On November 24, 2014, the Polish President Bronisław Komorowski signed into law a bill that was passed by Polish Parliament on November 7, 2014, which amends, among other laws, certain provisions of the Personal Data Protection Act 1997. As a result of the amendments, data controllers will be able to transfer personal data to jurisdictions that do not provide an “adequate level” of data protection without obtaining the prior approval of the Polish Data Protection Authority (Generalny Inspektor Ochrony Danych Osbowych or “GIODO”), provided that they meet certain requirements specified under the bill. In addition, the bill amends Polish law so that it is no longer mandatory to appoint an administrator of information security (administrator bezpieczeństwa informacji or “ABI”). An ABI is similar to a data protection officer but an ABI has narrower responsibilities that predominantly concern data security.
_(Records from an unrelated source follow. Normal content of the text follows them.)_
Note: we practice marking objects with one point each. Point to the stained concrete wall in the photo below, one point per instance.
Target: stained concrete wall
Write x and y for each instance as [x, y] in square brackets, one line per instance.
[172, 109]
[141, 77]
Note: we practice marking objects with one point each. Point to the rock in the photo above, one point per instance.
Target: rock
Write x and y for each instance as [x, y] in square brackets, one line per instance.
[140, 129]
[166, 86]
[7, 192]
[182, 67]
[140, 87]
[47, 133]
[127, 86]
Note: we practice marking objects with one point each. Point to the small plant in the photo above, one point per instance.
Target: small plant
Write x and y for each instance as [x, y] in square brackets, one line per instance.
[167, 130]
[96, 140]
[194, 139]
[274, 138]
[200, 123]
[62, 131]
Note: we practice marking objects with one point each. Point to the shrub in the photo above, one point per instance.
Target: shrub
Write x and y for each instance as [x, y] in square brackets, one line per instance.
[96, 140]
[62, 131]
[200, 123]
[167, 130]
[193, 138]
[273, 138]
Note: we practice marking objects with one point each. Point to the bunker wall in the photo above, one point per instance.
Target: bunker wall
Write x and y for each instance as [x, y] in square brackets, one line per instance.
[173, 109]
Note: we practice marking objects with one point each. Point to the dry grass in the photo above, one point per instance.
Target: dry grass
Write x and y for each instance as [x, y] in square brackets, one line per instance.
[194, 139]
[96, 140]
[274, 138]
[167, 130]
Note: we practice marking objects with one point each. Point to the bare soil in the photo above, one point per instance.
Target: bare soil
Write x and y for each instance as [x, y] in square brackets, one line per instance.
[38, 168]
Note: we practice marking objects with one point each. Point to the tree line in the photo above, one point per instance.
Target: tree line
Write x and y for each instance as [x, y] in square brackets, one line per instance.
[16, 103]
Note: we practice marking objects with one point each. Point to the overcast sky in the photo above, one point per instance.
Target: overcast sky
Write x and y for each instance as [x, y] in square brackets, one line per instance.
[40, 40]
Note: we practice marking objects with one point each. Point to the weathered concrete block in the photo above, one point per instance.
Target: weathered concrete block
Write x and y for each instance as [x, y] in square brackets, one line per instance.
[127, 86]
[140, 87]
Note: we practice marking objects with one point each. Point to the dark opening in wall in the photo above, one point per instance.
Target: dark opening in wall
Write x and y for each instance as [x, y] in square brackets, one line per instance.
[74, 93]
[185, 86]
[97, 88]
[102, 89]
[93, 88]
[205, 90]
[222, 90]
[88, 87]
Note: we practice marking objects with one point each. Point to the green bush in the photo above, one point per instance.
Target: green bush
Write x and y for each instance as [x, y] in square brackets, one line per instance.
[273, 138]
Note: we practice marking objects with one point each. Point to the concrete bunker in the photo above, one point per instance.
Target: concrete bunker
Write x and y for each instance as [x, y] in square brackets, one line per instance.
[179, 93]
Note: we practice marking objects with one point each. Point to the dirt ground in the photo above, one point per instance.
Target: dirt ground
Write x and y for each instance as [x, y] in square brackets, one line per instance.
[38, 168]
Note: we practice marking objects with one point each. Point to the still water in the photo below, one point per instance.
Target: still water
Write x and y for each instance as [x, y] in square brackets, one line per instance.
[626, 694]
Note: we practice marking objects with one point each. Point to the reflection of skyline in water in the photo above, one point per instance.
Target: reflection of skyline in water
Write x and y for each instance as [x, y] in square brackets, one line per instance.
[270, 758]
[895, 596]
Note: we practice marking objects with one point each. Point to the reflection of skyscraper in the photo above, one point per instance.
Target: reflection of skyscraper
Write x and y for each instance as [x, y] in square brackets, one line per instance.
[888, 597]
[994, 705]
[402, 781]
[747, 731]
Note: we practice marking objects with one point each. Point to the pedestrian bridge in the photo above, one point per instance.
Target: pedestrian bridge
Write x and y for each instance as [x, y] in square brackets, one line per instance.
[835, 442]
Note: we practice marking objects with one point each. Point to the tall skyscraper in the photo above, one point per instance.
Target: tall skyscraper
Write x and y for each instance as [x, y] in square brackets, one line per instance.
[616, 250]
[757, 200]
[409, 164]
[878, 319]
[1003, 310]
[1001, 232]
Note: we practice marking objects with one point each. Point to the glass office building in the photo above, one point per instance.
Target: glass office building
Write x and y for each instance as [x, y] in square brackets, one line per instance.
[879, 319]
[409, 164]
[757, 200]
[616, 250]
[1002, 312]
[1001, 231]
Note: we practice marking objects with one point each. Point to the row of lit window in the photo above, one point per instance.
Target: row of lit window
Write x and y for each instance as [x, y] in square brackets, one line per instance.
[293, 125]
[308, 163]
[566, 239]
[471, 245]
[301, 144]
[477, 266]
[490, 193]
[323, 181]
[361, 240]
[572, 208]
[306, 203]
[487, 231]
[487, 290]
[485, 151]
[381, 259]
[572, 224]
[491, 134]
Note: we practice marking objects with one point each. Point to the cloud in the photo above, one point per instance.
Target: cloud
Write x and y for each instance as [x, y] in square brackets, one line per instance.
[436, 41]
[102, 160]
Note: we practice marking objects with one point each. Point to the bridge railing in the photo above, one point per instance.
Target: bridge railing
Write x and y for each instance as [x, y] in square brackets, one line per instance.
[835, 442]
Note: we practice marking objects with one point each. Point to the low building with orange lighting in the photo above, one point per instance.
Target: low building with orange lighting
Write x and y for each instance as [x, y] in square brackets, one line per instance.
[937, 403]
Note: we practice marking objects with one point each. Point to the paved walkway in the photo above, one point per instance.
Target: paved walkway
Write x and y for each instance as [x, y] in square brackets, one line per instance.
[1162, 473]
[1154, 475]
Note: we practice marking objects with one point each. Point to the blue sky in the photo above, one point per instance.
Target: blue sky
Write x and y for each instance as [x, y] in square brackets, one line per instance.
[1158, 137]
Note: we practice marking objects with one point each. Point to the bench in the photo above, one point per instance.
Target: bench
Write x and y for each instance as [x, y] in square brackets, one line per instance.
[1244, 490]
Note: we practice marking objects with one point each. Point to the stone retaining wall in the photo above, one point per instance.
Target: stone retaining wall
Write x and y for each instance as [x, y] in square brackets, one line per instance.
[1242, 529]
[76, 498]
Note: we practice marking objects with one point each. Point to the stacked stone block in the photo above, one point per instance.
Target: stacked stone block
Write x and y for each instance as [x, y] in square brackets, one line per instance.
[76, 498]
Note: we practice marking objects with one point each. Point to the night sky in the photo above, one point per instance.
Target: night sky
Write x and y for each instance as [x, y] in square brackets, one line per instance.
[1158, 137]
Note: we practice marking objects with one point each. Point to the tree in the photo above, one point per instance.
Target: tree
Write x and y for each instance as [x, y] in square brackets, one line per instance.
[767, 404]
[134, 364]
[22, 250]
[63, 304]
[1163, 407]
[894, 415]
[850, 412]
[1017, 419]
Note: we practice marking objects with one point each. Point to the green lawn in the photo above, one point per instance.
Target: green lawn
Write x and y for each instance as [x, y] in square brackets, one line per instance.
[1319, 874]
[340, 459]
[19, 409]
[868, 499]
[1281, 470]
Currently, Poland is one of the EU Member States that requires obtaining the (1) prior written consent of every data subject or (2) prior consent of the GIODO to transfer personal data to third countries that do not provide an “adequate level” of data protection. As a result of the recent amendments, data controllers will be able to transfer personal data to third countries that do not provide an “adequate level” of data protection without the GIODO’s prior approval if they (1) execute standard contractual clauses approved by the European Commission, or (2) have implemented Binding Corporate Rules approved by the GIODO.
Under the new regime, the appointment of an ABI will be optional. The bill does impose duties on ABIs so if a data controller does not appoint an ABI, the data controller itself will have to assume the newly created duties (except the duty to prepare a report for a data controller). If the data controller appoints an ABI, the appointment and removal of the ABI must be registered with the GIODO within 30 days of the appointment or removal. The amendments also specify the role of an ABI and qualifications that an ABI must have, including a university education and sufficient knowledge of the provisions of the data protection law. Also, if the data controller appoints an ABI and notifies the GIODO of the appointment, the data controller will be released from the obligation to register its data filing system, unless it processes sensitive data.
The law becomes effective on January 1, 2015.